Other reports have described NS3 protease sequence variability using bulk sequencing (3, 9, 12). Our clonal analysis provides a more detailed evaluation of sequence variability by detecting minority variants and establishing linkage as demonstrated in studies of HIV diversity (7, 14). While there are significant differences in nucleic and amino acid sequences and enzymatic parameters (Ki, Km, etc.) (4) between genotypes, the lack of significant nucleotide and amino acid sequence variability within each genotype in our findings does not provide a basis for a genotype-dependent response to current PIs in development, as has been suggested (18).
While it is possible that bias due to differences in viral load could influence measures of diversity, the likelihood of sample bias or founder effects in this study is low, as the minimum virus load of all patients was 205,000 HCV RNA copies/ml, and only a single round of PCR was employed. Indeed, no significant correlation between HCV viral load and genetic diversity was observed. Overall, changes in important protease positions were rare, and some may have been introduced during Taq-mediated amplification. Thus, further analysis of these variants may be warranted to evaluate their prevalence in other patient groups and their effect on enzyme function.
Resistance to HCV PIs will be an important factor in managing the long-term use of these agents, similar to that seen with HIV protease gene resistance after HIV PI use (8). None of the mutations definitively associated with resistance to HCV PIs was seen in our untreated patients. However, amino acid substitutions at some of those positions were found, suggesting that genotype 1a may develop resistant strains early during PI therapy.

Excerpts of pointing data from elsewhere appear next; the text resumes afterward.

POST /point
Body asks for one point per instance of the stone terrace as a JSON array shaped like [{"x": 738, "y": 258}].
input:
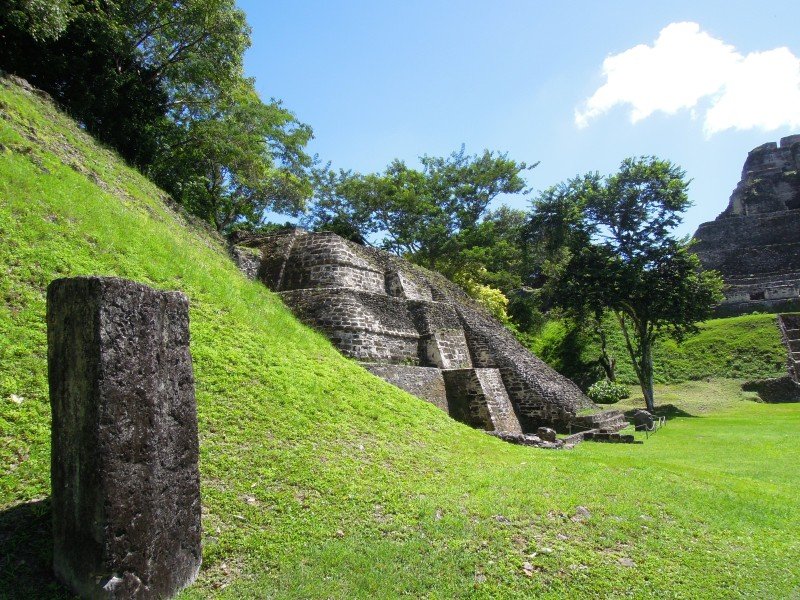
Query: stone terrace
[{"x": 418, "y": 331}]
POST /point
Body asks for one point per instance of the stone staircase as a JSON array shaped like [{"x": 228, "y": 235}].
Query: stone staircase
[
  {"x": 607, "y": 420},
  {"x": 789, "y": 325}
]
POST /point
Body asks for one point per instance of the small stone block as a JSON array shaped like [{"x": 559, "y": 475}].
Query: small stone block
[
  {"x": 547, "y": 434},
  {"x": 124, "y": 462}
]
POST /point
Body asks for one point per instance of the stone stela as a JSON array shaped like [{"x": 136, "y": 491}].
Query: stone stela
[
  {"x": 417, "y": 330},
  {"x": 124, "y": 466}
]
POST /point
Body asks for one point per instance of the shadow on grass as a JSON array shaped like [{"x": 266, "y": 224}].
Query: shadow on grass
[
  {"x": 670, "y": 411},
  {"x": 26, "y": 553}
]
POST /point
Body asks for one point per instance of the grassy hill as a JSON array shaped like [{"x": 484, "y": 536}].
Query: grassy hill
[{"x": 319, "y": 480}]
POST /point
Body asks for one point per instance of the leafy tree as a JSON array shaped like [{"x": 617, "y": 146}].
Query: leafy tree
[
  {"x": 617, "y": 254},
  {"x": 162, "y": 82},
  {"x": 421, "y": 214},
  {"x": 236, "y": 162}
]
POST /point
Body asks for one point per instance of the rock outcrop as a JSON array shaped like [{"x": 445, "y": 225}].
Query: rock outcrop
[
  {"x": 755, "y": 242},
  {"x": 418, "y": 331}
]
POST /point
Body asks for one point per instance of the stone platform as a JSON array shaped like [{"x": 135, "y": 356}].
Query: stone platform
[
  {"x": 755, "y": 242},
  {"x": 416, "y": 330}
]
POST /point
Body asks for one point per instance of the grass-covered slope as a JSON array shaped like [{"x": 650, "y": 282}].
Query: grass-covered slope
[
  {"x": 319, "y": 480},
  {"x": 744, "y": 347}
]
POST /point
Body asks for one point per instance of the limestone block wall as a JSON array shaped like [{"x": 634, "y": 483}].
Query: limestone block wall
[
  {"x": 755, "y": 242},
  {"x": 417, "y": 330},
  {"x": 423, "y": 382}
]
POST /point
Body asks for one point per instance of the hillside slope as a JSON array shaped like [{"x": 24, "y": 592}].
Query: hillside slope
[{"x": 320, "y": 480}]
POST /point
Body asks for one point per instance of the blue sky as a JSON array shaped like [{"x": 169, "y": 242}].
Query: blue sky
[{"x": 382, "y": 80}]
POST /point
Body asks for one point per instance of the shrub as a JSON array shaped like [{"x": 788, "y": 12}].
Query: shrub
[{"x": 607, "y": 392}]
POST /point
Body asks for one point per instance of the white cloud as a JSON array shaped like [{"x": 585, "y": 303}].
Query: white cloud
[{"x": 686, "y": 66}]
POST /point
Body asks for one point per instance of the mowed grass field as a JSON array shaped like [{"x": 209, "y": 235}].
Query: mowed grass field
[{"x": 321, "y": 481}]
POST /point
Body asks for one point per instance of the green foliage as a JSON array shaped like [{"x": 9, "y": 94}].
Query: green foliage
[
  {"x": 492, "y": 299},
  {"x": 162, "y": 82},
  {"x": 42, "y": 20},
  {"x": 607, "y": 392},
  {"x": 319, "y": 480},
  {"x": 744, "y": 347},
  {"x": 438, "y": 217},
  {"x": 231, "y": 164},
  {"x": 618, "y": 255},
  {"x": 420, "y": 214}
]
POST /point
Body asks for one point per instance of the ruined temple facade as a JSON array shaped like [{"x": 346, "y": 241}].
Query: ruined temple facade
[
  {"x": 755, "y": 242},
  {"x": 418, "y": 331}
]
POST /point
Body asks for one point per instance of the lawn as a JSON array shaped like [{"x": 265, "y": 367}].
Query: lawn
[{"x": 321, "y": 481}]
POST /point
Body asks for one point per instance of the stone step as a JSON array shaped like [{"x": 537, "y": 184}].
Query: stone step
[{"x": 610, "y": 437}]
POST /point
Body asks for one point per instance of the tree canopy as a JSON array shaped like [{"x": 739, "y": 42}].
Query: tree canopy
[
  {"x": 423, "y": 214},
  {"x": 616, "y": 252},
  {"x": 162, "y": 82}
]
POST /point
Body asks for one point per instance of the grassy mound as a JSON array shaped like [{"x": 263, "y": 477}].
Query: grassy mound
[
  {"x": 319, "y": 480},
  {"x": 743, "y": 347}
]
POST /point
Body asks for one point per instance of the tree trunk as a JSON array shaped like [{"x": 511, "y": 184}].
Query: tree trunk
[
  {"x": 646, "y": 372},
  {"x": 606, "y": 360},
  {"x": 641, "y": 357}
]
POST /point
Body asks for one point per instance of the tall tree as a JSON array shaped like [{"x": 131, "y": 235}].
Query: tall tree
[
  {"x": 232, "y": 163},
  {"x": 419, "y": 213},
  {"x": 162, "y": 82},
  {"x": 619, "y": 255}
]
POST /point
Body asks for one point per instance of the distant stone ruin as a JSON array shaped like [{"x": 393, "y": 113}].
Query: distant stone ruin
[
  {"x": 125, "y": 481},
  {"x": 755, "y": 242},
  {"x": 418, "y": 331}
]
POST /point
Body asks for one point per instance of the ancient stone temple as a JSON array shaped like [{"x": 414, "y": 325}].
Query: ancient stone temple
[
  {"x": 755, "y": 242},
  {"x": 418, "y": 331}
]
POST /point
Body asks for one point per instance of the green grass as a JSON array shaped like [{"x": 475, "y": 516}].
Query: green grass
[
  {"x": 743, "y": 347},
  {"x": 321, "y": 481}
]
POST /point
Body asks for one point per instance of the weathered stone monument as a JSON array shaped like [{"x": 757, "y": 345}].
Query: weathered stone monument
[
  {"x": 755, "y": 242},
  {"x": 418, "y": 331},
  {"x": 124, "y": 466}
]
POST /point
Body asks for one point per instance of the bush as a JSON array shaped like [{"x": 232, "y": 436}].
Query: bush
[{"x": 607, "y": 392}]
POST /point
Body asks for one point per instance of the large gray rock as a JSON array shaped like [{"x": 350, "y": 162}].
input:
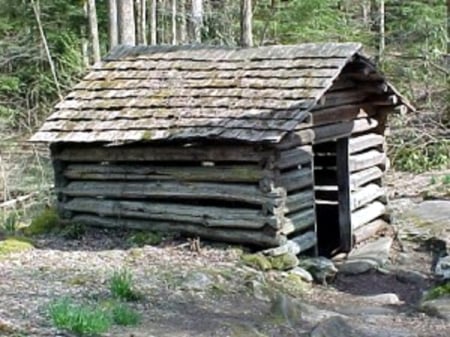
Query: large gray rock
[
  {"x": 321, "y": 268},
  {"x": 439, "y": 307},
  {"x": 341, "y": 327}
]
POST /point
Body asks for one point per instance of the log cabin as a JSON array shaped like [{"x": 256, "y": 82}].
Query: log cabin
[{"x": 264, "y": 146}]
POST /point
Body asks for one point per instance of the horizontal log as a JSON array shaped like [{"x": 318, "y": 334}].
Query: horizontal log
[
  {"x": 201, "y": 215},
  {"x": 240, "y": 236},
  {"x": 363, "y": 177},
  {"x": 299, "y": 200},
  {"x": 294, "y": 157},
  {"x": 225, "y": 173},
  {"x": 367, "y": 159},
  {"x": 219, "y": 153},
  {"x": 364, "y": 142},
  {"x": 365, "y": 195},
  {"x": 367, "y": 214},
  {"x": 299, "y": 221},
  {"x": 295, "y": 245},
  {"x": 174, "y": 190},
  {"x": 369, "y": 230},
  {"x": 296, "y": 179}
]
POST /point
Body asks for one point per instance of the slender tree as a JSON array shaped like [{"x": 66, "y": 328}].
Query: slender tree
[
  {"x": 182, "y": 25},
  {"x": 127, "y": 30},
  {"x": 93, "y": 31},
  {"x": 246, "y": 23},
  {"x": 174, "y": 22},
  {"x": 153, "y": 11},
  {"x": 197, "y": 20},
  {"x": 113, "y": 33}
]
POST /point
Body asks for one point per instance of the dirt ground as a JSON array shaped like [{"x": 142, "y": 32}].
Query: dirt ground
[{"x": 226, "y": 305}]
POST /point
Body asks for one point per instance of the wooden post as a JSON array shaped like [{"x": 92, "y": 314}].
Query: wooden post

Observations with HIV PI resistance suggest that multiple amino acid variants at known drug resistance positions will affect susceptibility (16).
The additional impact of HIV infection or treatment on NS3 diversity is largely unknown, as we did not analyze patients with HCV monoinfection. Previously, we have shown that HIV treatment significantly increases HCV E2 gene diversity and complexity in patients coinfected with HIV and HCV (2). Longitudinal studies will be required to determine whether the evolution of NS3 genetic diversity is related to virologic, immunologic, or clinical progression and HIV and/or HCV treatment responses.
Nucleotide sequence accession numbers. Sequences reported in this paper have been submitted to GenBank under accession numbers DQ355522 to DQ355749.